« Elle m’évoquait cette Muse nue dans sa nudité d’éphèbe, et, ceinte d’un olisbos, se précipitant vers elle, de toute son ardeur artificiellement inépuisable ! « Elle me violait encore des mots et des baisers de sa bouche, du désir de ses mains et de ses yeux, et, se réjouissant de ma craintive défaillance, me torturait sans pitié de l’orgueil factice, dont elle était armée. Triste possession qui ne me possédait pas. Je la revois lasse et découragée, ayant jeté loin d’elle sa ceinture virile et s’abandonnant enfin à mes reposantes caresses.

— C’est là vraiment, dit en souriant Madeleine, une forme imprévue du bovarysme…

— Oui, Madeleine, répondit Raymond, une forme d’un bovarysme physiologique, par lequel ces femmes se conçoivent hommes. Elles sont des hommes. Il y a des hommes qui se conçoivent femmes ; et ce sont vraiment des femmes.
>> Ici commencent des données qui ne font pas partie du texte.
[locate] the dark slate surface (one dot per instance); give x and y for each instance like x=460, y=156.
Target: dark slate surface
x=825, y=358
Ils parlèrent ensuite d’eux-mêmes avec discrétion. Raymond ne faisait jamais de confidences à personne ; Madeleine, en toute pureté, s’abandonnait aux spontanéités de ses instincts et de ses passions, se faisant une morale de sa sincérité. Quant à Morangis, il trouvait dans les paroles de Raymond un assentiment à ses curiosités sensuelles. Dionys, blotti dans la robe de Madeleine, écoutait sagement en fumant de blondes cigarettes.
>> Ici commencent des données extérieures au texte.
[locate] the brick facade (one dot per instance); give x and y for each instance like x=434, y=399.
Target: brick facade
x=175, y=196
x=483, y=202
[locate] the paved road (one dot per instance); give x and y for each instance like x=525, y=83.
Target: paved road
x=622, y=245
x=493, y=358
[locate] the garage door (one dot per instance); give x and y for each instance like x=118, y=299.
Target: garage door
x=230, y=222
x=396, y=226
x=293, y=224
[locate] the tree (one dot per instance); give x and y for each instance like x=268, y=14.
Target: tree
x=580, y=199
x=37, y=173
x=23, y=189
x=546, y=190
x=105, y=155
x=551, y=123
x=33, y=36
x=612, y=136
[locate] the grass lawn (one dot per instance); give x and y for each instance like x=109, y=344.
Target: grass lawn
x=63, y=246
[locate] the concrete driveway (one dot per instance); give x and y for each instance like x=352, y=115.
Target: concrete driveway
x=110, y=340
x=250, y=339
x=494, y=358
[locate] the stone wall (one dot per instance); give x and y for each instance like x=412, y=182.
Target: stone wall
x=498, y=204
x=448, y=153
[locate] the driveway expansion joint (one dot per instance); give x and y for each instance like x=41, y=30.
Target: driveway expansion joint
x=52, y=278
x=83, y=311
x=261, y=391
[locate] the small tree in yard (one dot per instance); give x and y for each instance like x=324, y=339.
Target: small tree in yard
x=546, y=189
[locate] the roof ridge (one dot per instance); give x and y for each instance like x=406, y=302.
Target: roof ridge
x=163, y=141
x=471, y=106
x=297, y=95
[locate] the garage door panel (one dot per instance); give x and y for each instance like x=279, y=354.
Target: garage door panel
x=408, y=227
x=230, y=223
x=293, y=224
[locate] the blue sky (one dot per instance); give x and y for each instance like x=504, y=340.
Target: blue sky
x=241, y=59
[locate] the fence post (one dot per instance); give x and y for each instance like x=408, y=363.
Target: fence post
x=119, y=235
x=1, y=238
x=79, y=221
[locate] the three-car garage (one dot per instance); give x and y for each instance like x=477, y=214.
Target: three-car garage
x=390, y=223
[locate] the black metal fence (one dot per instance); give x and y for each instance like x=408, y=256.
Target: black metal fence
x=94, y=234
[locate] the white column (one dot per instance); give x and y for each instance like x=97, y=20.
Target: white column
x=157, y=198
Chaque soir, lorsqu’il abandonnait Simone, Raymond lui remettait une petite lettre bleue, qui était comme la mise au point de leurs sentiments et de leur amour, un éclair de conscience que le lyrisme des mots atténuait.
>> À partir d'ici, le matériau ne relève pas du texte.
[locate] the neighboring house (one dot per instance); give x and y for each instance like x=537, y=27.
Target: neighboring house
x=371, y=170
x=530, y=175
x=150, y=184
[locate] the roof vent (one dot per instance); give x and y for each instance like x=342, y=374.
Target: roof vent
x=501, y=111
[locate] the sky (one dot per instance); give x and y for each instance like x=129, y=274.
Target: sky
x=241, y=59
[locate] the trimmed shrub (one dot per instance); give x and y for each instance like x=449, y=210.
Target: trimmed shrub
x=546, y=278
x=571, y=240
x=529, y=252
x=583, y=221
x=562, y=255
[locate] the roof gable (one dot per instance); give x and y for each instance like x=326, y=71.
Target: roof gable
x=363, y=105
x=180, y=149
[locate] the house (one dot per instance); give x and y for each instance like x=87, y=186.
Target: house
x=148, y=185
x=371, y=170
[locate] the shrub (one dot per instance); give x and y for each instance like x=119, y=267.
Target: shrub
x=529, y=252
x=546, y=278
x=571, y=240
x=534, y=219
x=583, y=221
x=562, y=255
Il sentait bien, au fond de lui-même, que ces écritures étaient une faiblesse et comme l’aveu d’un doute maladif, mais il ne pouvait résister à ce besoin de s’analyser et de fixer, pour une éternité illusoire, l’essentiel de leurs gestes et de leurs sentiments :

— C’est ma vie que je compose, pensait-il : c’est aussi physiologique que pour les abeilles la fabrication de leur miel… Sans l’agglutination de ma salive mystique, que serait le parfum de Simone ?…

« On n’écrit, pensait-il, que ce qu’on n’a pas complètement vécu, épuisé : c’est un prolongement des rythmes, des accords et des images : une création d’art. Aussi un état de désir cultivé : Je veux que ces heures de solitude soient baignées dans l’érotique mysticité de mes mots, qu’ils s’enroulent à elle comme des bras, qu’ils s’écrasent sur sa chair comme des baisers. Je veux que ma présence lui soit une obsession, qu’elle m’évoque parmi la tentation de mes livres dont elle fut un instant jalouse. Mais je la sais rassurée : elle sait maintenant que mes livres dorment dans leur poussière de pensée morte et que je ne les ouvrirai pas.